In general, the community is ready for schools to reopen when new cases per day are declining and the case rate within the community is low. There are a number of frameworks for assessing readiness, including the White House/CDC “Opening Up America” guidance that recommends “gates” or criteria for reopening. Based on these and other frameworks (e.g. from the Harvard Global Health Institute), communities should have 14 days in a row of declining new cases and less than or equal to 10 new cases per 100,000 people per day. If cases begin to increase, testing is not easily accessible and/or case numbers rise so high that contact tracing becomes ineffective after schools reopen, then closure of schools and switching to online learning should be considered.

  1. What are the developmental concerns with children continuing to learn virtually?

The ability to sustain attention to their work with distance learning can be very challenging for children, especially the youngest. Part of the learning experience involves learning to socialize and child development relies on interactions with other children for socio-emotional growth. It is also challenging for teachers to virtually evaluate a child’s work and provide one-on-one attention. In communities with high case rates, it may not be possible to hold in-person instruction and therefore, virtual education is the only viable substitute. This widens disparities among children – those who are advantaged and have access to computers, the Internet and parental attention, versus children without access to these things. Children who are disadvantaged will lose many learned skills and risk getting behind in reading and math. This is why all efforts and resources should be dedicated to opening schools and keeping them open.

  1. What are the numbers on children contracting COVID-19 and what are we seeing in terms of illness in these children?

The number of children in the U.S. who have had COVID-19 is not known. In Florida, 17,073 children 17 years old and younger have tested positive for COVID-19. However, there is an exceedingly high positivity rate with testing – 31 percent, but positivity goal is 5 percent – which means that Florida is not testing enough children to really know how many children have been infected.

There is still a lot that we are learning about COVID-19 in children, however, what we know so far is that children tend not to get as sick when infected or have no symptoms at all and are less likely to transmit the virus to others.

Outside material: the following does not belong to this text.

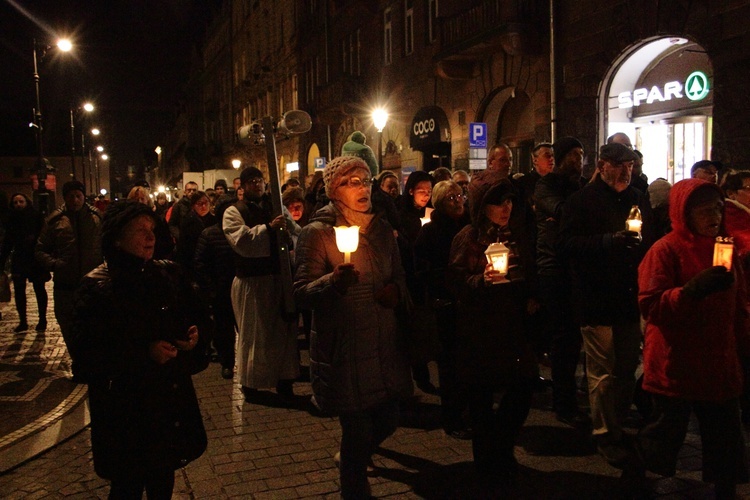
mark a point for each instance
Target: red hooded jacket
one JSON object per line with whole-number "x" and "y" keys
{"x": 692, "y": 346}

The thinking, based on the science to date, is that, as compared to adults, children have fewer of the receptors in their bodies where the virus attaches in order to enter the body and cause illness. Another theory is that children have had other coronaviruses so may have partial immunity. But we really don’t know fully why children get less sick than adults, and we also do not have enough experience with COVID-19 to understand whether there are longer-term implications of an infection for children.

Children may present with a different array of symptoms than adults. Many children who develop symptoms have mild respiratory symptoms such as a runny nose and cough and are more likely than adults to present with vomiting and diarrhea.

  1. Do we have data that truly shows that COVID-19 is not as serious or does not pass as easily in children? 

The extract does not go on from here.